Margaret Glaspy – Emotions and Math
Cutting a path that defies tired stereotypes about the role of female singer-songwriters, California small town girl gone national Margaret Glaspy crafts edgy, knowing songs that embody the millennial experience.
Though she got her musical start playing fiddle while in elementary school in Red Bluff, California – and went on, briefly, to a Berklee scholarship – there’s little that’s homespun, studied or even polite on Emotions and Math, Glaspy’s full-length debut released last year on ATO. Years of making her own demo recordings meant that by the time Glaspy reached a proper studio, she knew – and got – exactly the sound and textures she sought.
The occasional yelp in Glaspy’s vocal delivery threatens to lump her in with countless other singers of her generation, but the songs and arrangements on Emotions and Math rise far above disposable, flavor-of-the-month pop. Largely avoiding effects (even reverb) on her voice and instruments, Glaspy’s debut rivals such well-regarded albums as Liz Phair’s Exile in Guyville and Polly Jean Harvey’s Dry.
Perhaps not coincidentally, like Harvey and Phair, Glaspy is an electric guitarist; building her songs upon that foundation imbues them with sharper hooks (and a built-in affinity for a rocking rhythm section when the songs call for one) than acoustic-focused artists tend to realize.

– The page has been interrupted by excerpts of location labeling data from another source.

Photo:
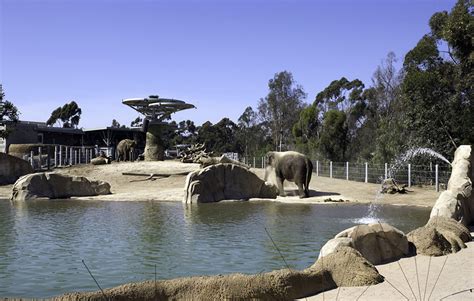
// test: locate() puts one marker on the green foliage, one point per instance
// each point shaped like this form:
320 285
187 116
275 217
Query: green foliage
334 140
280 109
221 137
8 111
67 115
437 90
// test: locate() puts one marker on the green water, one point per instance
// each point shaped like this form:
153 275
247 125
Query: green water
42 243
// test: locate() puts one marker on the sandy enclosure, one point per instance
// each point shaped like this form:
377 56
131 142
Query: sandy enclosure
137 188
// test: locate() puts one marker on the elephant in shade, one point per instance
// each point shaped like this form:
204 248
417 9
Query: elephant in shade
124 149
291 166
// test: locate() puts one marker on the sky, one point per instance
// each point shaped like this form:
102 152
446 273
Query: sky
217 55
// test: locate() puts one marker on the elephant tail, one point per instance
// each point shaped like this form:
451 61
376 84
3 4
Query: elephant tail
309 172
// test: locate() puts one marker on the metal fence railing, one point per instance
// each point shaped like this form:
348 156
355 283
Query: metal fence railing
432 175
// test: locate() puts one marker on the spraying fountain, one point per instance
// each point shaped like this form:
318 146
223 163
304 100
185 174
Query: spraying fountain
156 111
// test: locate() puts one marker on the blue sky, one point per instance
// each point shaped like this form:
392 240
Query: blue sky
218 55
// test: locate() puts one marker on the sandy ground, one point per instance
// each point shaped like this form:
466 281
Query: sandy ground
136 188
457 275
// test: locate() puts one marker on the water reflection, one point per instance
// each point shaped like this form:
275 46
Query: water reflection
42 243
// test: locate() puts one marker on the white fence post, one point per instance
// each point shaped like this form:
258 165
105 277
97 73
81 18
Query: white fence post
436 178
366 172
55 156
347 171
39 157
409 175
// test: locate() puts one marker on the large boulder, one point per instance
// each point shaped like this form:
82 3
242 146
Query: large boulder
378 242
346 267
440 236
55 186
457 202
225 182
11 168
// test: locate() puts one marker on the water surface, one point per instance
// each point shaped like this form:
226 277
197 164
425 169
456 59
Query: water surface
42 243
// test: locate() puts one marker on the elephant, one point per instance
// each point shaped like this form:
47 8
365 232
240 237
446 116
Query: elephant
291 166
124 148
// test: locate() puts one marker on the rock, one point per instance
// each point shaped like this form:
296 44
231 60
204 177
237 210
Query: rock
457 201
390 186
208 161
11 168
54 186
100 161
440 236
333 244
225 182
378 242
346 267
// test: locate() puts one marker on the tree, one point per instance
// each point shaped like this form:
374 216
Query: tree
280 109
8 111
437 89
334 140
67 116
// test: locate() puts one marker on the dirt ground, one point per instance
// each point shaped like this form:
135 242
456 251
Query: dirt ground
171 188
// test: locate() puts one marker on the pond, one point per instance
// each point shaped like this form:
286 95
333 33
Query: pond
43 243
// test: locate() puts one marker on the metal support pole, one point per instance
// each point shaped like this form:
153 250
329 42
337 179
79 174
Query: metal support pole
409 175
32 159
436 178
48 157
366 172
347 171
39 157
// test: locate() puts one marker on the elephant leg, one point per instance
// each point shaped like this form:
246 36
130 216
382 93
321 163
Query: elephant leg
301 191
280 186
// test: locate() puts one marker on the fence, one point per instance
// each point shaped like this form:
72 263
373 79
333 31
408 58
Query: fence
60 155
433 174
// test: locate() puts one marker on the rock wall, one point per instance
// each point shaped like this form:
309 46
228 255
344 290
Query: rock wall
11 168
54 186
457 202
225 181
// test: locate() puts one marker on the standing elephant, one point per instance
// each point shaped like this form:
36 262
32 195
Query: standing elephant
291 166
124 148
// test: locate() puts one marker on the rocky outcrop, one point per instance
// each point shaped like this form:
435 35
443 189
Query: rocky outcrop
345 267
378 242
11 168
440 236
54 186
457 201
225 182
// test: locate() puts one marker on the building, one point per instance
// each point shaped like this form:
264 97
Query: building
106 138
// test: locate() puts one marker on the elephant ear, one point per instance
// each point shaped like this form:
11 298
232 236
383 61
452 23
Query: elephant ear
270 157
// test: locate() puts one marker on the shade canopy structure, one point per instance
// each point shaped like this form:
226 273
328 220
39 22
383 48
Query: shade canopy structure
155 110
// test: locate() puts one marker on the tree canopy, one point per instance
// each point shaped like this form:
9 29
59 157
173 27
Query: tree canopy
67 116
8 111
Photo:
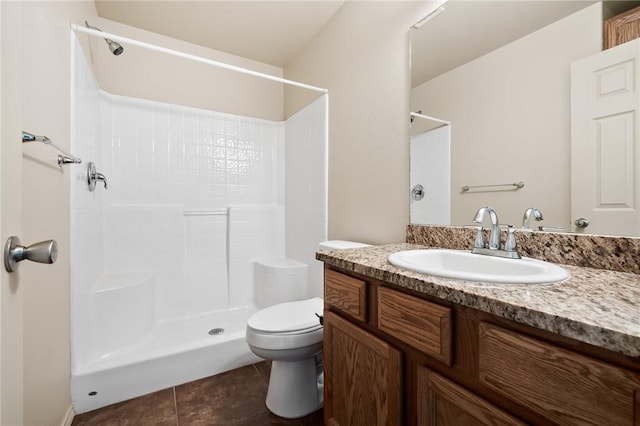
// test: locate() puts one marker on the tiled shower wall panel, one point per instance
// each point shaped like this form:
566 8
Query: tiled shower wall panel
173 173
86 247
306 188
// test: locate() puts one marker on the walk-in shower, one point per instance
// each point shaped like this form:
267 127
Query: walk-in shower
162 262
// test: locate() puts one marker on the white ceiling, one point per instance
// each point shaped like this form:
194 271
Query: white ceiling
271 32
466 30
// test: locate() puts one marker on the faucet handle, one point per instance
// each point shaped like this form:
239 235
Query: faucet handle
511 243
479 243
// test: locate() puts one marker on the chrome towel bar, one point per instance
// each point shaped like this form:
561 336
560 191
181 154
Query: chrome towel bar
516 185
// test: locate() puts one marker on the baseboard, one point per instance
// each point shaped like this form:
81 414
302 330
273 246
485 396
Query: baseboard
68 417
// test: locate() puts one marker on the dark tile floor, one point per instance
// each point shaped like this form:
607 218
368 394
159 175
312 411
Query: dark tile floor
232 398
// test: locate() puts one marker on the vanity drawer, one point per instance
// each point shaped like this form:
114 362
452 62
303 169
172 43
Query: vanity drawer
421 324
565 387
346 293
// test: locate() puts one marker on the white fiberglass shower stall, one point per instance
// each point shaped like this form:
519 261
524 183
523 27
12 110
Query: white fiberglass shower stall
162 255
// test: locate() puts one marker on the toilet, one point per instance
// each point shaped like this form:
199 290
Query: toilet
289 333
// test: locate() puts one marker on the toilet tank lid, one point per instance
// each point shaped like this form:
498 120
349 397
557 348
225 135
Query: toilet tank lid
341 244
280 262
286 317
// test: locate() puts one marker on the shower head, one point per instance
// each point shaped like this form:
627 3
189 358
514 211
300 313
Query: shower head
115 47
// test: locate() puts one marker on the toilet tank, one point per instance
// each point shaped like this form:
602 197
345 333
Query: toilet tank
280 280
340 244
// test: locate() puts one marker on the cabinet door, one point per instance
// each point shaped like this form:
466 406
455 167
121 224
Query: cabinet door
444 403
362 376
565 387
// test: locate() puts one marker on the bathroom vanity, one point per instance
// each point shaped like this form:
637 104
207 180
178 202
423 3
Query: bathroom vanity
406 348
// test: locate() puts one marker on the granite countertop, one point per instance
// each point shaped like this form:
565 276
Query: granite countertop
595 306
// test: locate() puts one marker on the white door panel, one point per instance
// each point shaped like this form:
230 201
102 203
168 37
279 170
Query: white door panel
431 167
605 141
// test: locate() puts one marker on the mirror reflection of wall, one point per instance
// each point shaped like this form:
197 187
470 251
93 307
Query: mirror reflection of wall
500 73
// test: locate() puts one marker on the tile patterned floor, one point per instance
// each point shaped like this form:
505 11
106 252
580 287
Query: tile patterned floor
233 398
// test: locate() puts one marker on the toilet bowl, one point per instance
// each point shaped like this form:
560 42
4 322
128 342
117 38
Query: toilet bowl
288 332
290 335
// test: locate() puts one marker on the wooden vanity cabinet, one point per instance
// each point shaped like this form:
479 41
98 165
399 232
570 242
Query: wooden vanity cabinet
443 402
396 358
362 376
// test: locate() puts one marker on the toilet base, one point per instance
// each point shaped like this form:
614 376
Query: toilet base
293 388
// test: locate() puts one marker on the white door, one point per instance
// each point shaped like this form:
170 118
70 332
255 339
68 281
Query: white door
430 177
605 142
11 294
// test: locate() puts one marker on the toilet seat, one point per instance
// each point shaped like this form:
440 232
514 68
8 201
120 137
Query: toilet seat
286 326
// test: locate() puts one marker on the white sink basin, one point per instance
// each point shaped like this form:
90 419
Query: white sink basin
464 265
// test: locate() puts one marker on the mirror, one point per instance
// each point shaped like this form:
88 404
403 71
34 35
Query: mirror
500 73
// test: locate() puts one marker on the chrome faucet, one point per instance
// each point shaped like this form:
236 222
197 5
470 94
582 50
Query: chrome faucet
494 237
537 215
510 247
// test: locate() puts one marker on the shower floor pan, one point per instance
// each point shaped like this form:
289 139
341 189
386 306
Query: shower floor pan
174 352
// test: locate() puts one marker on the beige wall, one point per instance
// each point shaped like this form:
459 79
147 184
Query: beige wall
146 74
362 57
37 99
515 124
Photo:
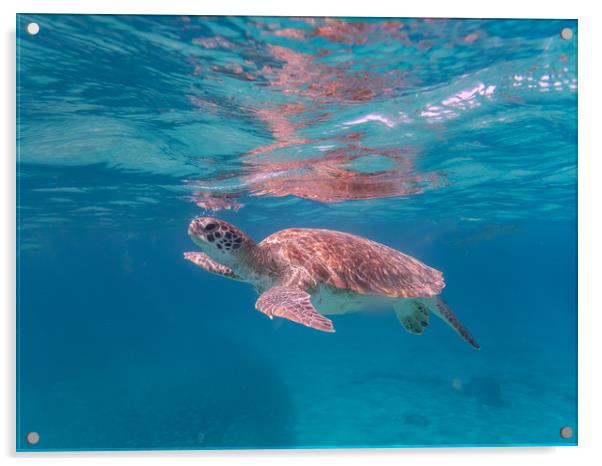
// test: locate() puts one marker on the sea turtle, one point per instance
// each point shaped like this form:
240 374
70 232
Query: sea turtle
303 274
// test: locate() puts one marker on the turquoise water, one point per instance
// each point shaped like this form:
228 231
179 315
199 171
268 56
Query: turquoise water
454 141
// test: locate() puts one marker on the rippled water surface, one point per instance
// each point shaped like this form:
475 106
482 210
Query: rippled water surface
454 141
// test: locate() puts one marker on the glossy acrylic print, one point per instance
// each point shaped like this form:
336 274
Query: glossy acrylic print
255 232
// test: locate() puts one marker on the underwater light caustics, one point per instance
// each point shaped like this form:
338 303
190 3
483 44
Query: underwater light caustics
313 91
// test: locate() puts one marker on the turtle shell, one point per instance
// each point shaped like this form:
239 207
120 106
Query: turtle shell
354 263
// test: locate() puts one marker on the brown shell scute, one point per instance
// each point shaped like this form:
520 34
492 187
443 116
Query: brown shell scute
354 263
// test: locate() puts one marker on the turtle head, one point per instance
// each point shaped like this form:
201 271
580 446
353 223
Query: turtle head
219 239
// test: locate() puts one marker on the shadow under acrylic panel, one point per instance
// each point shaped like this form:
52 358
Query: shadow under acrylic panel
255 232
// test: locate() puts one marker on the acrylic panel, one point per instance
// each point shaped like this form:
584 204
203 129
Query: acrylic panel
269 232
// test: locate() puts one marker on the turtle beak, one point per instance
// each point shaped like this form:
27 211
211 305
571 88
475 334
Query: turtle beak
195 229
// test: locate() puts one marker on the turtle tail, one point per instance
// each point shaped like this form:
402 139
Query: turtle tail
443 311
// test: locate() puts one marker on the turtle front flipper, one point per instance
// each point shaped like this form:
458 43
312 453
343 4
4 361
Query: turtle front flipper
292 304
204 261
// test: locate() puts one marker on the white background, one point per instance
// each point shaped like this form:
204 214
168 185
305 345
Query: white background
590 235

That guitar – playing a corkscrew figure – is at the center of prickly tunes like “Situation” and gives Emotions and Math a solid center.
Glaspy’s a concise songwriter; not one of the album’s dozen tunes breaks the three-and-a-half-minute mark. And lyrically, she gets her point across in economical fashion. In “You and I” she sings in the first few seconds about not giving a fuck. And those lyrics are set against an instrumental backdrop that will get the attention of keen listeners.
Even when she dials it down, as on the plaintive “Somebody to Anybody,” Margaret Glaspy uses her trusty electric axe for accompaniment. Emotions and Math is a singer-songwriter collection with sharpened teeth.